M. le docteur Gavart remarque que les côtes algériennes
sont peu hospitalières aux petites embarcations, aussi bien à
cause de la rapidité déconcertante avec laquelle la mer
devient dangereuse pour elles, que par suite de l'absence presque totale
des petites plages offrant les possibilités de halage, susceptibles
de les mettre rapidement à l'abri de la mer en furie.
Dès lors, nos petits pêcheurs sont tenus de ne pas trop
s'éloigner des ports, en sorte que leur rayon d'action est très
réduit.

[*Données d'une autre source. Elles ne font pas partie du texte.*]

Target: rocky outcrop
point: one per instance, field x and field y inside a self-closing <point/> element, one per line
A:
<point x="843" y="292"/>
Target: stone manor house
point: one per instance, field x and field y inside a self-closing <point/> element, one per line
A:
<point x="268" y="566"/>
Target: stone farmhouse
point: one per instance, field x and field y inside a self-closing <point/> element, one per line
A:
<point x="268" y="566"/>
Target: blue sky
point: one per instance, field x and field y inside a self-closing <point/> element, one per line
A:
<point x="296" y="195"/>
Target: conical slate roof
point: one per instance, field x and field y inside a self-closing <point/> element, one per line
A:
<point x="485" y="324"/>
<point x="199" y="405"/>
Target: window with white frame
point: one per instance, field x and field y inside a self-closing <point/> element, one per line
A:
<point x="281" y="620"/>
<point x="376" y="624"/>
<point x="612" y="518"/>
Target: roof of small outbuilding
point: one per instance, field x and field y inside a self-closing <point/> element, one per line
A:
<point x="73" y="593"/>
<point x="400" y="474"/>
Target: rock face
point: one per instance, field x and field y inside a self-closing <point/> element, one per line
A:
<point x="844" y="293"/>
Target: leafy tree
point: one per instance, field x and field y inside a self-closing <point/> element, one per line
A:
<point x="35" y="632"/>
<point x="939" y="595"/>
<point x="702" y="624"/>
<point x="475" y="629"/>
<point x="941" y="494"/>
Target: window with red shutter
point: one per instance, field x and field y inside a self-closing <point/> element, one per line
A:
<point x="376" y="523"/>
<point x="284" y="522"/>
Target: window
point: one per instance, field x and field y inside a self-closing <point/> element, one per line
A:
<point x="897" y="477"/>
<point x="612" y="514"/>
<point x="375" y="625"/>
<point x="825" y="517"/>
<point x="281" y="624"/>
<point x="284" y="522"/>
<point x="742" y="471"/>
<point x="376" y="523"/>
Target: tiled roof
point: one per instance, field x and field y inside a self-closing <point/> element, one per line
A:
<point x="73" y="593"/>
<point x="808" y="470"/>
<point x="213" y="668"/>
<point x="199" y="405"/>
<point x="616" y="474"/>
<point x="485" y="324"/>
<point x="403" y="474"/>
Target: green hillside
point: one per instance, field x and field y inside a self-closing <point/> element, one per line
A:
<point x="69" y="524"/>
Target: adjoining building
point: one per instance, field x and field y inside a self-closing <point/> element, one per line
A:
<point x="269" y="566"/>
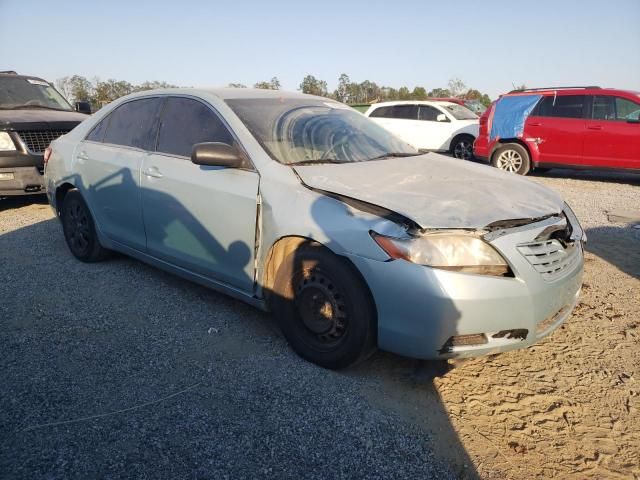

Bien mieux, il est de nombreuses régions côtières
qui ne sont même pas alimentées en poisson, alors que leurs
eaux en foisonnent.
L'auteur ne se contente pas d'ailleurs de signaler le mal : il sait
aussi indiquer le remède, qui consisterait simplement à
construire en des points bien choisis, tous les 15 kilomètres
environ, de petits blocs de ciment, d'une largeur au plus égale
à huit mètres et qui constituerait pour les petites embarcations
des cales de halage de fortune, à utiliser quand le gros temps
les surprendrait en mer.
Cette étude s'illustre d'ailleurs d'un exemple :
"
Port-Gueydon, petit village côtier de 300 habitants,
n'a pas assez de poisson pour sa consommation, alors que le plateau
sous-marin tout proche est, par contre, d'une richesse remarquable.
Toute la faune de la Méditerranée y est abondamment représentée
: seuls les pêcheurs y font défaut ou presque, puisqu'une
seule famille de pêcheurs y est installée et de Sidi-Khaleb
(Est de Tighzirt) au cap Sigli (Ouest de Bougie), soixante kilomètres
de côtes d'une remarquable richesse ichtyologique restent absolument
inexploités. "
Que nous sommes loin des aquariums de Castiglione, dira-t-on. Nous le
reconnaissons et y revenons sans confusion. Si la station en question
offre indiscutablement un réel intérêt à
la curiosité fugitive du passant, cherchant à " tuer
le temps ", il nous a paru opportun de faire remarquer qu'elle
réserve, en outre, des satisfactions plus hautes : dans ce coin
isolé, qui a toutes les faveurs de la mer et du vent, il est
des hommes de science qui travaillent dans le silence pour se rendre
utiles à l'humanité.
S'intéresser à leurs travaux est déjà une
grande satisfaction : leur rendre hommage en est une autre.
C'est peut-être là une des joies les plus pures de la vie.